Au terme de deux semaines de bombardements aériens meurtriers, un accord prévoyant un cessez-le-feu a été dévoilé vendredi soir, fruit de tractations ardues entre Moscou --allié du régime de Bachar al-Assad-- et les groupes insurgés qui contrôlent Deraa.
L'initiative est un nouveau revers pour la rébellion anti-Assad, incapable de résister face à la puissance de feu du régime: grâce au soutien militaire de ses alliés indéfectibles, Russie et Iran en tête, le pouvoir de Damas contrôle déjà plus de 60% du pays en guerre depuis 2011.

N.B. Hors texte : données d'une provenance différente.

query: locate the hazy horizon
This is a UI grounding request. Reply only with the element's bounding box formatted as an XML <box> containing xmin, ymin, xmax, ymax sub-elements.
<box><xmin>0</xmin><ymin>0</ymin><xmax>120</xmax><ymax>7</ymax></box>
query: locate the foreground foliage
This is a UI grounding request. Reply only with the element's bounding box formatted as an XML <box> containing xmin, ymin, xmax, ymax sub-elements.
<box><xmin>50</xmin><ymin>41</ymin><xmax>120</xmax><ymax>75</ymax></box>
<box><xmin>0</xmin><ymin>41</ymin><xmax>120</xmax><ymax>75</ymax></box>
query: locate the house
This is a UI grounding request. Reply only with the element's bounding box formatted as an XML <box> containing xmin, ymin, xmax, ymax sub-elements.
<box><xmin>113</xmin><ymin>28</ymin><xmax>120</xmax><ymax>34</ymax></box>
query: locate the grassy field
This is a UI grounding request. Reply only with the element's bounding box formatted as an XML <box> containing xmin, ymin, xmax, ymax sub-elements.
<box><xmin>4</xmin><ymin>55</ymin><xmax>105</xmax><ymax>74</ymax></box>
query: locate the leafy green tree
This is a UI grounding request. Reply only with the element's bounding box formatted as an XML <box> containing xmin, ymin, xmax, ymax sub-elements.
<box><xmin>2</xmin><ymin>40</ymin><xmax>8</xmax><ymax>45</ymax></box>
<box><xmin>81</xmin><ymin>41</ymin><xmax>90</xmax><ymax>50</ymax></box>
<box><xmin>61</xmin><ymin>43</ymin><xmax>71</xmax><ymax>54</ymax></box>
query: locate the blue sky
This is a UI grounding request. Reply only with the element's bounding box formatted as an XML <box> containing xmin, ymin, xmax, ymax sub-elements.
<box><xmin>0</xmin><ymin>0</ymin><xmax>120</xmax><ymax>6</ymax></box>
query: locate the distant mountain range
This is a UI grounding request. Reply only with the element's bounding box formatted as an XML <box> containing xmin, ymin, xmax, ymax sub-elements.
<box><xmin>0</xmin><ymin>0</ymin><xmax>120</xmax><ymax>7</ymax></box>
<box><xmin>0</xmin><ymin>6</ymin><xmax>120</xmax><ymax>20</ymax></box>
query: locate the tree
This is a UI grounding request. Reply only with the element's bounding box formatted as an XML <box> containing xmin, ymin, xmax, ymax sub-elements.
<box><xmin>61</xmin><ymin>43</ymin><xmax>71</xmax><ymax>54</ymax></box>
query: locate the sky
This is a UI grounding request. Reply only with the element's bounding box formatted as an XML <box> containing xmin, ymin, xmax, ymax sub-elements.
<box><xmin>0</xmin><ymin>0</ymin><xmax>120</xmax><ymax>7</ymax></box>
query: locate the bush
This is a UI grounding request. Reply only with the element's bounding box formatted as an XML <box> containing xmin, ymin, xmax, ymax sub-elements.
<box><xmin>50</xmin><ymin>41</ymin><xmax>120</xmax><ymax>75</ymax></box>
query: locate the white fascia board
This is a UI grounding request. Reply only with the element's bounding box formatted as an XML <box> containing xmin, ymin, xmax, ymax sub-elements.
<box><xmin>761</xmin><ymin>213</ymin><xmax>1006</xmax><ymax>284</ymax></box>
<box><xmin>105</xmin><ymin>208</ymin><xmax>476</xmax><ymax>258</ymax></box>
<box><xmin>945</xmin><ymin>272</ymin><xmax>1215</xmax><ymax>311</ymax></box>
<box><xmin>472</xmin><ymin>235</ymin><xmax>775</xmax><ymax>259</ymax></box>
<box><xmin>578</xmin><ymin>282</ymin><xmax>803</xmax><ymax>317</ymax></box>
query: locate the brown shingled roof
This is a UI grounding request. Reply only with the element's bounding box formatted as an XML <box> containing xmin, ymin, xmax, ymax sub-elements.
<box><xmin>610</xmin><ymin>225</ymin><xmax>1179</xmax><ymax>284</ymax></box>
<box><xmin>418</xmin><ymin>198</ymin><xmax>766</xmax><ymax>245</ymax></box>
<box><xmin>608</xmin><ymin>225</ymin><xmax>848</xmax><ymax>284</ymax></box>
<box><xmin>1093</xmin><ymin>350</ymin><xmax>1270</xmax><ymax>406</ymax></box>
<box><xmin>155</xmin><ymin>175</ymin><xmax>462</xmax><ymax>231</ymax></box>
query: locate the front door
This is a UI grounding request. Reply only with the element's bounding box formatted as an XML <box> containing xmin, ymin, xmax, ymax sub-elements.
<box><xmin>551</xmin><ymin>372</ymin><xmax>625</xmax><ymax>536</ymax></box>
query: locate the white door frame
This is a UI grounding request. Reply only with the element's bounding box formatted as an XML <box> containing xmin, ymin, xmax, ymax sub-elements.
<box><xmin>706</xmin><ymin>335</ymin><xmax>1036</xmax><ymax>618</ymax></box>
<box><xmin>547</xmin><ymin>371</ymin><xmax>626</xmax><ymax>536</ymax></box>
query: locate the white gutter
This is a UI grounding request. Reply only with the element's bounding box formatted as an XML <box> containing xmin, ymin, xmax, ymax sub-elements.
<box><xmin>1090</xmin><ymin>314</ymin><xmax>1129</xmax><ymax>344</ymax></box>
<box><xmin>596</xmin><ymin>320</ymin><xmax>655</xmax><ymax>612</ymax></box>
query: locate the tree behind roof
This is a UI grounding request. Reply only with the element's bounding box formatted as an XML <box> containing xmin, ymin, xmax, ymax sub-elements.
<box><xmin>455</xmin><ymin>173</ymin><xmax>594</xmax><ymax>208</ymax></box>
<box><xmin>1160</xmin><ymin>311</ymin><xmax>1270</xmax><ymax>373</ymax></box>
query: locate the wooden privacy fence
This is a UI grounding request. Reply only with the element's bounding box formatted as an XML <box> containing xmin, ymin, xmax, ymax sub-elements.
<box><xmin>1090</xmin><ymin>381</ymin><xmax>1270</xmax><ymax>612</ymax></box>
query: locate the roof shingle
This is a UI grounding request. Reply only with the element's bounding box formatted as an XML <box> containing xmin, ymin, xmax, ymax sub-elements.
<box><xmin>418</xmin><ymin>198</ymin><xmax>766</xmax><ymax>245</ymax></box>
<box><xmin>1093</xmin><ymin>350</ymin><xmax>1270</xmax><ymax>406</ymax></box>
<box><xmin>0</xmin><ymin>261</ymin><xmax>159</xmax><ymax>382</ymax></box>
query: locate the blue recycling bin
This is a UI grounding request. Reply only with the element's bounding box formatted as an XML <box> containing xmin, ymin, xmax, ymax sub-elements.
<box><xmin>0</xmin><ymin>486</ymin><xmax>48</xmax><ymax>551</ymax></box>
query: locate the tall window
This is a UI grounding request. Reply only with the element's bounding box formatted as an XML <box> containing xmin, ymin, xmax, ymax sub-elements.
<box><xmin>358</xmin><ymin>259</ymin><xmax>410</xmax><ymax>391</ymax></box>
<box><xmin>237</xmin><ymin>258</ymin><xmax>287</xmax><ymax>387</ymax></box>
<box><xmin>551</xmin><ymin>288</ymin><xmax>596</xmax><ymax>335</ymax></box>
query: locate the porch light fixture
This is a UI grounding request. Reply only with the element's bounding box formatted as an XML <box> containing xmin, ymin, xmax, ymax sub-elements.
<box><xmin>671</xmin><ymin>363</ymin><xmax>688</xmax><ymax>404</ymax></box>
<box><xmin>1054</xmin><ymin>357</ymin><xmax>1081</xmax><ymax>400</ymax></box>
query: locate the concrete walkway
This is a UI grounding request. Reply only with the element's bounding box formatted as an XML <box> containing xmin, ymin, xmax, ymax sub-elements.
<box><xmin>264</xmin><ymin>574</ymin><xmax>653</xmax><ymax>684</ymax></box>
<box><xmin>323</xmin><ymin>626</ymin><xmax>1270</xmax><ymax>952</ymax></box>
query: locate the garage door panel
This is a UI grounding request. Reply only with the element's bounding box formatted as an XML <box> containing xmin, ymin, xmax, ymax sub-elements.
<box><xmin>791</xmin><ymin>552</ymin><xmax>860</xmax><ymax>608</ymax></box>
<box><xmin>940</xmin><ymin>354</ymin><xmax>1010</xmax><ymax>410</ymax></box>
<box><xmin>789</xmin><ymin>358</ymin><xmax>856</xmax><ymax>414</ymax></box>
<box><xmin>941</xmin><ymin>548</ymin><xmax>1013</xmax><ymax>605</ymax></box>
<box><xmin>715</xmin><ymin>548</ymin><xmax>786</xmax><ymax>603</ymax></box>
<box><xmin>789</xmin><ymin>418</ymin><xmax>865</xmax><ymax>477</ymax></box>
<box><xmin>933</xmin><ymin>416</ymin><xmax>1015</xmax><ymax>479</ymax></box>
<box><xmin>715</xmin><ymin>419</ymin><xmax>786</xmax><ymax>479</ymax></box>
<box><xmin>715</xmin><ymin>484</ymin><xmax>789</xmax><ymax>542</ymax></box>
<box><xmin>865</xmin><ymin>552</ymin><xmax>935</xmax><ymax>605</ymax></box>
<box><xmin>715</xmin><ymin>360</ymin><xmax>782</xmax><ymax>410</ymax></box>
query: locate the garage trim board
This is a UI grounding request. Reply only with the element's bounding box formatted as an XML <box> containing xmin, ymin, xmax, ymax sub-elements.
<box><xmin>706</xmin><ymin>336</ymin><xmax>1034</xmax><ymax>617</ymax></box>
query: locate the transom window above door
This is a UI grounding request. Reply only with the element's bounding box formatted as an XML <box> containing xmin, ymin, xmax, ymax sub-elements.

Dans la province de Deraa, les hostilités lancées le 19 juin ont fait au moins 325.000 déplacés selon l'ONU, dont une grande partie s'étaient installés près de la frontière avec la Jordanie ou de la ligne de démarcation sur le plateau du Golan, occupé en majeure partie par Israël.

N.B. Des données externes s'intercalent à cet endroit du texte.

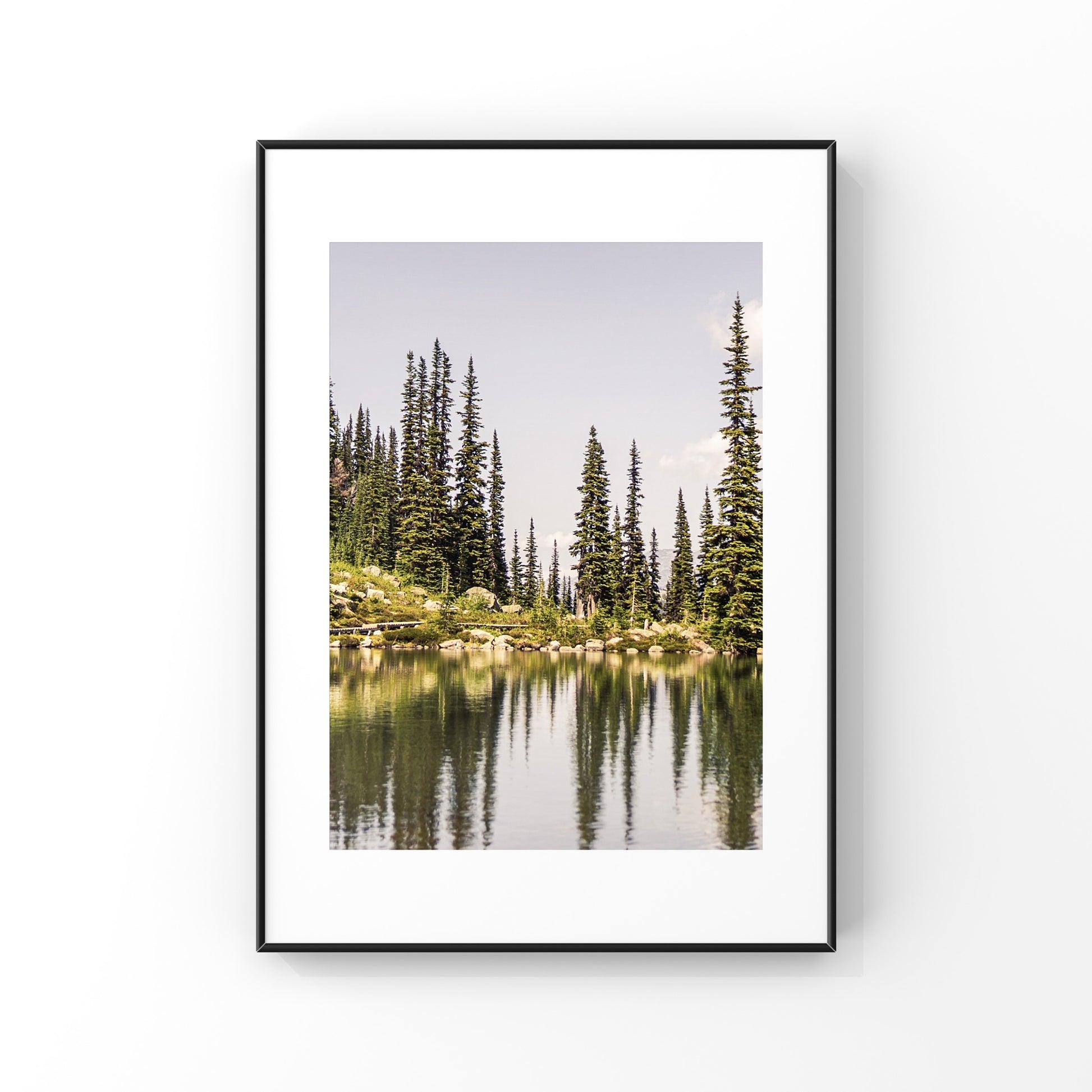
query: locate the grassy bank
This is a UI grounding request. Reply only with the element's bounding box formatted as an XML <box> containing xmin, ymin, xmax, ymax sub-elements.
<box><xmin>330</xmin><ymin>562</ymin><xmax>751</xmax><ymax>653</ymax></box>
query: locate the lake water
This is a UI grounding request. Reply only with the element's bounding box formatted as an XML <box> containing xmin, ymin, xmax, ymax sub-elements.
<box><xmin>330</xmin><ymin>649</ymin><xmax>762</xmax><ymax>850</ymax></box>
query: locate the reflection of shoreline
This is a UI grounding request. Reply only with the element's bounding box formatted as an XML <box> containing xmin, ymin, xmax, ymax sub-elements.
<box><xmin>330</xmin><ymin>649</ymin><xmax>762</xmax><ymax>850</ymax></box>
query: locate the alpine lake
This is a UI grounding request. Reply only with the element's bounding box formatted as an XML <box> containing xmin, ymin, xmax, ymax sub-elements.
<box><xmin>330</xmin><ymin>649</ymin><xmax>762</xmax><ymax>850</ymax></box>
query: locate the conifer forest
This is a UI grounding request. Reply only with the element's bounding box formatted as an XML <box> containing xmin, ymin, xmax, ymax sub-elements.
<box><xmin>330</xmin><ymin>296</ymin><xmax>762</xmax><ymax>657</ymax></box>
<box><xmin>329</xmin><ymin>266</ymin><xmax>763</xmax><ymax>851</ymax></box>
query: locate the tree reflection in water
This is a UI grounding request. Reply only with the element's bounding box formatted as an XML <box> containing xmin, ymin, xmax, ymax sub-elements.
<box><xmin>330</xmin><ymin>649</ymin><xmax>762</xmax><ymax>850</ymax></box>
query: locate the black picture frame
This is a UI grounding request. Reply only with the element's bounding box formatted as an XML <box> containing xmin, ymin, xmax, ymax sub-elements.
<box><xmin>255</xmin><ymin>140</ymin><xmax>837</xmax><ymax>952</ymax></box>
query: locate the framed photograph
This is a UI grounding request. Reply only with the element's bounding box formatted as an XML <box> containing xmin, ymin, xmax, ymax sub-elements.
<box><xmin>258</xmin><ymin>141</ymin><xmax>836</xmax><ymax>951</ymax></box>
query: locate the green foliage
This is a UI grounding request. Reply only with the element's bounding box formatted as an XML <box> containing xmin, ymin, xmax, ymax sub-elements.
<box><xmin>511</xmin><ymin>531</ymin><xmax>523</xmax><ymax>604</ymax></box>
<box><xmin>664</xmin><ymin>489</ymin><xmax>694</xmax><ymax>621</ymax></box>
<box><xmin>569</xmin><ymin>425</ymin><xmax>616</xmax><ymax>617</ymax></box>
<box><xmin>617</xmin><ymin>440</ymin><xmax>650</xmax><ymax>625</ymax></box>
<box><xmin>383</xmin><ymin>626</ymin><xmax>439</xmax><ymax>646</ymax></box>
<box><xmin>519</xmin><ymin>520</ymin><xmax>542</xmax><ymax>609</ymax></box>
<box><xmin>705</xmin><ymin>295</ymin><xmax>762</xmax><ymax>654</ymax></box>
<box><xmin>449</xmin><ymin>358</ymin><xmax>492</xmax><ymax>590</ymax></box>
<box><xmin>485</xmin><ymin>429</ymin><xmax>511</xmax><ymax>603</ymax></box>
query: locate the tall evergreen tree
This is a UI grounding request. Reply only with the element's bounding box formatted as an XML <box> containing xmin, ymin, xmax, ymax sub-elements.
<box><xmin>649</xmin><ymin>527</ymin><xmax>663</xmax><ymax>621</ymax></box>
<box><xmin>664</xmin><ymin>489</ymin><xmax>694</xmax><ymax>621</ymax></box>
<box><xmin>511</xmin><ymin>529</ymin><xmax>523</xmax><ymax>605</ymax></box>
<box><xmin>705</xmin><ymin>293</ymin><xmax>762</xmax><ymax>654</ymax></box>
<box><xmin>386</xmin><ymin>425</ymin><xmax>402</xmax><ymax>569</ymax></box>
<box><xmin>569</xmin><ymin>425</ymin><xmax>613</xmax><ymax>617</ymax></box>
<box><xmin>620</xmin><ymin>440</ymin><xmax>649</xmax><ymax>625</ymax></box>
<box><xmin>603</xmin><ymin>504</ymin><xmax>629</xmax><ymax>621</ymax></box>
<box><xmin>546</xmin><ymin>538</ymin><xmax>561</xmax><ymax>607</ymax></box>
<box><xmin>397</xmin><ymin>353</ymin><xmax>449</xmax><ymax>591</ymax></box>
<box><xmin>487</xmin><ymin>429</ymin><xmax>509</xmax><ymax>602</ymax></box>
<box><xmin>330</xmin><ymin>379</ymin><xmax>342</xmax><ymax>537</ymax></box>
<box><xmin>353</xmin><ymin>405</ymin><xmax>371</xmax><ymax>477</ymax></box>
<box><xmin>402</xmin><ymin>351</ymin><xmax>418</xmax><ymax>481</ymax></box>
<box><xmin>523</xmin><ymin>520</ymin><xmax>542</xmax><ymax>608</ymax></box>
<box><xmin>341</xmin><ymin>414</ymin><xmax>354</xmax><ymax>478</ymax></box>
<box><xmin>330</xmin><ymin>379</ymin><xmax>341</xmax><ymax>474</ymax></box>
<box><xmin>449</xmin><ymin>360</ymin><xmax>490</xmax><ymax>591</ymax></box>
<box><xmin>696</xmin><ymin>486</ymin><xmax>713</xmax><ymax>618</ymax></box>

Depuis vendredi soir, "des milliers de déplacés ont commencé à quitter la frontière avec la Jordanie pour rentrer dans leurs villages, dans le sud-est de la province", a indiqué à l'AFP Rami Abdel Rahmane, le directeur de l'Observatoire syrien des droits de l'Homme (OSDH).
"Plus de 20.000 déplacés sont rentrés dans quelque 13 villages et localités", a-t-il précisé, indiquant que le flux continuait de grossir.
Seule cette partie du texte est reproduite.